Advanced Threat Detection

Optimizing efficiency for speedy threat detection & protection

A bit of context

Advanced threat detection (ATD) solutions are designed to detect attacks that employ advanced malware and persistent remote access in an attempt to steal sensitive corporate data over a length of time.
Graph ATD takes information from multiple data sources, such as logs and events in your network, to learn the behavior of users and other entities in the organization, and builds a behavioral profile about them. ATA can receive events and logs from SIEM Integration, Windows Event Forwarding (WEF), Directly from the Windows Event Collector (for the Lightweight Gateway), and gathers them all in Graph ATD panel.

My Role

I was the only designer responsible for design and maintenance of Graph ATD, for this project I worked alongside our user researcher to discover pain points and improve the Graph ATD panel.


Through our feedback channels we figured out that parts of the system are not functioning well and have severe usability issues. The challenge was to make it easier to use and help security analysts to get their job done as fast as possible.

PHASE 1: Understanding THE PAin Points

We conducted a usability test to find the problems and observe the feedbacks.
Five users participated in this test which was the 1st usability testing for this product.
Each session lasted approximately 30-40 minutes.

Scope of the tasks

Graph ATD users must be able to:

  • View “Alarms” in the system

  • Manage the alarms and comment on them

  • Work perfectly with sorts and filters to narrow down to the types of alerts they wish.

Task #1:

You are on the main page of Graph ATD and want to learn more about the security alerts in the system. Please go to the location at which you think it is best to review the system alerts.

Task #2:

Look for the High-Risk alerts of the Operating System by details to check if there is any threat to the system.

Task #3:

At the previously opened alert, assign it to the user "Ali Tar", comment on the possible solution for him (Can use dummy text), and change its status to “In progress.”

Task #4:

For a given alarm, check if it's false positive or not.

Task #5:

Expand a medium level alarm and write a comment on it.

Task #6:

You only want to see the alarms generated from Sep 19 through Sep 22, 2020. Do as you think is the best way.

Task #7:

You want to change the 1st, 2nd, 4th, and 6th alarm’s status to closed. Do as you think is the best way.

Task #8:

For a low-level alarm, create a case and add the alarm to that case.

Task #9:

Open another alarm and add it to the recently created case.

We chose usability test to measure effectiveness, efficiency and satisfaction.

We measure effectiveness by using two usability metrics; success rate, which is called the completion rate, and the number of errors.

The efficiency of the product is measured by two factors; completion time and overall relative efficiency. After finishing the test session, the user answers the last element; the task level satisfaction, by filling a post-task question.

Summary of interviewees

We invited 5 users, all male aged between 28 to 36, educated in software engineering and IT, with the occupation of security analyst in different seniorities

Summary of quantitative data

The table below displays a summary of the qualitative data we collected from the tests.

Affinity Diagramming

After the test we went through the results and made an affinity diagram of the comments, errors and problems we discovered during the test.

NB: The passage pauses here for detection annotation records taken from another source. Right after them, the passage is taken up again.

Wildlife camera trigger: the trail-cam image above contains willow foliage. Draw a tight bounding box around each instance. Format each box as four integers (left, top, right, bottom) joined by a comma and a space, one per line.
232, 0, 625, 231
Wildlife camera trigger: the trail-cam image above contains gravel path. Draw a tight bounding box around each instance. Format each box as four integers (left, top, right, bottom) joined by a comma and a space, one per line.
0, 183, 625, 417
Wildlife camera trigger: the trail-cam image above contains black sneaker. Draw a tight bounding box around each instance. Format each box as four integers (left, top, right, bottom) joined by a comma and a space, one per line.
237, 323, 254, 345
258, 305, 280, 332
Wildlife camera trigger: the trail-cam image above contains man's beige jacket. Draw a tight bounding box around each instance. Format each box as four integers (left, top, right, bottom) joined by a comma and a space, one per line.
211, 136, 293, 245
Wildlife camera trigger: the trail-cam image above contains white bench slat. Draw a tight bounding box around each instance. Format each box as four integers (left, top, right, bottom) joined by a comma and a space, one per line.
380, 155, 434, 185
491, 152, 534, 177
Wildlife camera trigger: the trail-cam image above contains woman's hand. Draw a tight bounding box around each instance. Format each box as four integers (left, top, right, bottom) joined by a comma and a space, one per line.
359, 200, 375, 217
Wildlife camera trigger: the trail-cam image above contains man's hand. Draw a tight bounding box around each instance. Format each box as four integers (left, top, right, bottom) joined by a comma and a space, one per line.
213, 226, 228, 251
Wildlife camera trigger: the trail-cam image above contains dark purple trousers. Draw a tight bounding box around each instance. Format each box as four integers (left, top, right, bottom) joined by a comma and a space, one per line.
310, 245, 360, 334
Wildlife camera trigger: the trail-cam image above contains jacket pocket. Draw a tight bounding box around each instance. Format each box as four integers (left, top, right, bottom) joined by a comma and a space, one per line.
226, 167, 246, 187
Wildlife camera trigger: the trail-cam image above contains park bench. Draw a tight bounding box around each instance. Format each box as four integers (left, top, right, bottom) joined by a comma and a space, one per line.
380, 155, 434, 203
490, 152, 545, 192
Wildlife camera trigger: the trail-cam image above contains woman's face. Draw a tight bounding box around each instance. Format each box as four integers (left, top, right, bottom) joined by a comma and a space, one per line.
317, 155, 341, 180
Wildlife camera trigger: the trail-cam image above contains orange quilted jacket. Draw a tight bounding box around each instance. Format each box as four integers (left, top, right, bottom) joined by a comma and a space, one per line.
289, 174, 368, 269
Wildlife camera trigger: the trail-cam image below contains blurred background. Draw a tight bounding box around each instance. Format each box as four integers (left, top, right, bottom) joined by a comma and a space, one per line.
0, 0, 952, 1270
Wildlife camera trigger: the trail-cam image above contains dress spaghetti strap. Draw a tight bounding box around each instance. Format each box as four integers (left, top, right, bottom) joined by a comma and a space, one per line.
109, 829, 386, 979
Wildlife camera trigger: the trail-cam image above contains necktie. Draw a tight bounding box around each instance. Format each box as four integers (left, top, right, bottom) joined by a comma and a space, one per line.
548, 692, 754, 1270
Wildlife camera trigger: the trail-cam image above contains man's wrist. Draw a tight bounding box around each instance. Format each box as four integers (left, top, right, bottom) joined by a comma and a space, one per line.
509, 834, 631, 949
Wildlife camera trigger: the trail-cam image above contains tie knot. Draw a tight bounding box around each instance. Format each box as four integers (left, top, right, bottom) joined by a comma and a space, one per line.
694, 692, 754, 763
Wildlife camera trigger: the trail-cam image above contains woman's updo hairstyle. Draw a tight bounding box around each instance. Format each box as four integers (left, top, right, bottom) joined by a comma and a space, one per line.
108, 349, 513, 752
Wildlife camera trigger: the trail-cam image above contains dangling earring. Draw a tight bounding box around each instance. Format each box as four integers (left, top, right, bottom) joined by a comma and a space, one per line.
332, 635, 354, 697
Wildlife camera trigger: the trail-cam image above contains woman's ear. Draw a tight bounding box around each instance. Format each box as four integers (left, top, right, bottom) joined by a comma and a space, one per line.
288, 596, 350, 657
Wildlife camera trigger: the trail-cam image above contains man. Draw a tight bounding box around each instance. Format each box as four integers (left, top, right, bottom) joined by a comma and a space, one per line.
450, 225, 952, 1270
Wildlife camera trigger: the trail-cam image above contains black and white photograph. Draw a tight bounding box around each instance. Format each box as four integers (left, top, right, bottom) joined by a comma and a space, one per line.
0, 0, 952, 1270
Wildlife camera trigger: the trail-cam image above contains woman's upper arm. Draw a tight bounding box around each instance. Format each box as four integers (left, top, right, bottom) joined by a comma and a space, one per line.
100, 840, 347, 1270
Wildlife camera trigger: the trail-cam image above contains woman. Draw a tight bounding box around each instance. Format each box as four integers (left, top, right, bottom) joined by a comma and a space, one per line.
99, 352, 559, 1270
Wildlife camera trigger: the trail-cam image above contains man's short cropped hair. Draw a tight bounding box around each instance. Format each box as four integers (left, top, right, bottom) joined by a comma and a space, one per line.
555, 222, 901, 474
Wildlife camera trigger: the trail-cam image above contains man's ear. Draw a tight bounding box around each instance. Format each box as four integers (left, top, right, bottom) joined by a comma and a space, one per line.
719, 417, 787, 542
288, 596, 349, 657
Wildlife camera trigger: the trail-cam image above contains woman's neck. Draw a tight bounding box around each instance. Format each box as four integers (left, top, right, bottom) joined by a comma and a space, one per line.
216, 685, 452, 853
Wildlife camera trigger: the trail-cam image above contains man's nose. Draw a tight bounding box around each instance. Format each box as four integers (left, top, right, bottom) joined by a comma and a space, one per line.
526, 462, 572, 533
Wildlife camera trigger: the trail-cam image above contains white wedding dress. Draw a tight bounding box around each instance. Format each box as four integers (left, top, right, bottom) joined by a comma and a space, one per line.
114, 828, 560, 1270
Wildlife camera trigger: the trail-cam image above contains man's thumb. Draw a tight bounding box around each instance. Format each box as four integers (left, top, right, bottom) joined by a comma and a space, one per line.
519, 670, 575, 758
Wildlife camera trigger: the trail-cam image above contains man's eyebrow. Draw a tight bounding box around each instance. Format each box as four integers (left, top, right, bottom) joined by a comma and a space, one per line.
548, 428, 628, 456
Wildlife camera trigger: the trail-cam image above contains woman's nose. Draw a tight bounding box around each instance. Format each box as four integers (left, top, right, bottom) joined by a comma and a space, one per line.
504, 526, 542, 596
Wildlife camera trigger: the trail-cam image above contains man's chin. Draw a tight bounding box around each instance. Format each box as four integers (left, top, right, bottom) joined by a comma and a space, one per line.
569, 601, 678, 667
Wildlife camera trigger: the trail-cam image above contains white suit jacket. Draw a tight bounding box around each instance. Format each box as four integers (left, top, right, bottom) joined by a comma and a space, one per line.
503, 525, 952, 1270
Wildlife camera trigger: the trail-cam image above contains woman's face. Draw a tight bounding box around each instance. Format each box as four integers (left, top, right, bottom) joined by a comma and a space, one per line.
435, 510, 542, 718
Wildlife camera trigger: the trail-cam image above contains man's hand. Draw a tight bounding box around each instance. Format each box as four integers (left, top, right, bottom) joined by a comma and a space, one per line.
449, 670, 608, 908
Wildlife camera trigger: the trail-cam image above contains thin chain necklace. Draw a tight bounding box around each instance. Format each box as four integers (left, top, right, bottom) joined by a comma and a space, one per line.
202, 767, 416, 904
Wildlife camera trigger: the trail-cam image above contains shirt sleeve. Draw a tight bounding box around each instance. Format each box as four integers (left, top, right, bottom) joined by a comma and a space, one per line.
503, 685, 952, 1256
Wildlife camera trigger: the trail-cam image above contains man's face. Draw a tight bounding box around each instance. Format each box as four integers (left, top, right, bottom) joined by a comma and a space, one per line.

Phase 2: contextual inquiry

Through the usability testing process, we discovered some pains that an interview couldn't cover. We decided to conduct a contextual inquiry to observe what users are doing on a working day.
This would help us understand how users interact with the system under real conditions such as interruptions, how do they achieve their goal when missing a function or pieces of information.

Key Findings

  • Filters are confusing and should be customizable, users didn't necessarily need the same sets of filters

  • It's hard to find the date on the date picker

  • Alarm cards can be viewed in 2 different ways, expert users are different than normal users

  • Seeing notifications when an action happens, users don't understand if the task is done or an error has occurred

  • Fixing development issues

Design and validation

I designed solutions for customizable filters, changed the look and information structure of the alarm cards, made improvements to the date picker and tested a high fidelity prototype with the users.

The results were delightful, but this is not the end of this road.
Due to a NDA contract, I can't share the whole screen. You can see the solutions for each problem separately.

Alarms, and information architecture

Filters AND View Options

Date Picker

What came next?

We discovered common patterns in what users do on a daily-basis when investigating alarms or false-positive incidents. We visualized it in a design thinking process to reduce the effort and pain for a security analyst.


The project's goal was to improve the experience and help our Security Analysts achieve their goals in a more reliable and efficient way. The observation and research process helped us discover the main issues and pain points. We continuously introduced iterative improvements to create a product with the least possible issues.